Anger flares up Taiwan over Hong Kong action against Apple Daily

蘋果日報 2021/06/18 05:51


Hong Kong’s arrest of several key journalists and executives of Apple Daily have spurred anger in Taiwanese political circles, with people variously calling it “red terror” and a fresh reason not to reunite with mainland China.
Taiwan effectively split from the mainland after a bitter civil war ended in 1949, with the defeated Kuomintang establishing its own government, military and currency. Beijing sees the island as a renegade province.
In Taipei, Minister of Foreign Affairs Joseph Wu decried the police’s five arrests and 500-strong operation to search the newspaper’s office and confiscate a large amount of items, including editorial information.
Wu said in a newspaper report by the Guardian that his “anger and sadness are beyond what words can describe … Authoritarianism is waging a brutal war on Apple Daily, a desperately endangered symbol of freedom in Hong Kong.”
The Mainland Affairs Council under the Taiwanese government said that the crackdown on Apple Daily would further alienate Hongkongers and make China’s image “unbearable.” It added: “Now the Hong Kong government is using draconian laws to deal with the news media, which is hard to imagine in a democratic country.”
A Taiwanese lawmaker described the incident as red terror.

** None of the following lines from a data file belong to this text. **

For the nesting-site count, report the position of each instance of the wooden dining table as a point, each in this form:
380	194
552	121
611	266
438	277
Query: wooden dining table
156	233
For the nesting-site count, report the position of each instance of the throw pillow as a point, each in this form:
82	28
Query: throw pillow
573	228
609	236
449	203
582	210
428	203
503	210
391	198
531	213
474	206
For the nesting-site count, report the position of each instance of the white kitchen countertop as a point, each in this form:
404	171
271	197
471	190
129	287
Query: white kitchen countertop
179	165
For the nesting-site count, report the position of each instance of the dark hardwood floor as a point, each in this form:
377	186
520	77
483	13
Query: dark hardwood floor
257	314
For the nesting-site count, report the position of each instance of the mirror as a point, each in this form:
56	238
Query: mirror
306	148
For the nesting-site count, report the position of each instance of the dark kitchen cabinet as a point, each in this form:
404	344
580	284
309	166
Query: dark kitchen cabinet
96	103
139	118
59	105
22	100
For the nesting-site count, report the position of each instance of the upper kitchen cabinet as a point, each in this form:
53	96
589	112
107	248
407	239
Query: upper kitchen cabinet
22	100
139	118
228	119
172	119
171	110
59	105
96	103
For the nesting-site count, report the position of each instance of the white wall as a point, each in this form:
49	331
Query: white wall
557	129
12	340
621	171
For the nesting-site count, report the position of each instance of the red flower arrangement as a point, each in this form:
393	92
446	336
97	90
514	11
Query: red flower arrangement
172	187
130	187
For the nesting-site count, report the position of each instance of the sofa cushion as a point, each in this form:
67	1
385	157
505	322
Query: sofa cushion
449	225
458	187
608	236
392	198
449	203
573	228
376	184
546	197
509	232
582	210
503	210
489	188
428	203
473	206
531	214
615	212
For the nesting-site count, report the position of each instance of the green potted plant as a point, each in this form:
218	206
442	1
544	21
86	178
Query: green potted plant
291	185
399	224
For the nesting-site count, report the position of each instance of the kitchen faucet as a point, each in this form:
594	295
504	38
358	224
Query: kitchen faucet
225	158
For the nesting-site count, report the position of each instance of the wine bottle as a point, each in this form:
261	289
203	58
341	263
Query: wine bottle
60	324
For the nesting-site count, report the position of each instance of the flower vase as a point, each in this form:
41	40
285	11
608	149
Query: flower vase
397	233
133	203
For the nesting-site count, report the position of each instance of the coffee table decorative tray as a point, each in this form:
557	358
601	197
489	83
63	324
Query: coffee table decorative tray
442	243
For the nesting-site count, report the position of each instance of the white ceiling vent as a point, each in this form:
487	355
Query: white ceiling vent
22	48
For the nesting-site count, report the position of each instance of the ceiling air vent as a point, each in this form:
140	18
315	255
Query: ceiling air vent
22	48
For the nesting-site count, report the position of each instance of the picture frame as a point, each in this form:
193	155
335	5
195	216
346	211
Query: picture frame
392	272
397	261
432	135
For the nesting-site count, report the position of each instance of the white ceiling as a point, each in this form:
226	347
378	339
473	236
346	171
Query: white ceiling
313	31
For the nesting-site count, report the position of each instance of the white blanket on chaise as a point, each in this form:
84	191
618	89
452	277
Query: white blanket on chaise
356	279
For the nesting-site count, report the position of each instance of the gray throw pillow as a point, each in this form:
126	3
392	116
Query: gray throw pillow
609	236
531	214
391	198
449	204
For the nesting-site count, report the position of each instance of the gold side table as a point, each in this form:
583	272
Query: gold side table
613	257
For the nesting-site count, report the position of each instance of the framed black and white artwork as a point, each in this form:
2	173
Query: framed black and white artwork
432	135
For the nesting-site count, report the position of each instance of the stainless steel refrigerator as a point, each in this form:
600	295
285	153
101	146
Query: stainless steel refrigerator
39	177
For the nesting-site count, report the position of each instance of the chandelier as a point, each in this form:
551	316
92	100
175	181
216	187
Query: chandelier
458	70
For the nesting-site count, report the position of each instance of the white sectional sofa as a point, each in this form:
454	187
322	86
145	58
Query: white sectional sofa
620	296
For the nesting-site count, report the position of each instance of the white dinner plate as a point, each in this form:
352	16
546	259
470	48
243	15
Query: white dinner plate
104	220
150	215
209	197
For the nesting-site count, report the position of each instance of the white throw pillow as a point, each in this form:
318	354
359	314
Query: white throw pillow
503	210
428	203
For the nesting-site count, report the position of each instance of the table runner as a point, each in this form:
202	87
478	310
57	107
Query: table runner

New Power Party’s Chiu Hsien-chi said the arrests had created a “chilling effect” and hindered checks and balances by Hong Kong’s civic society.
Another lawmaker, Wang Ting-yu of the ruling Democratic Progressive Party, agreed, saying it was “a consequence of being part of China.”
The Taiwan People’s Party said the law enforcement action was “ironically” opposite to the “credible, loveable and respectable” image that the Chinese government was trying to create, as indicated by Chinese President Xi Jinping’s words to his senior officials recently.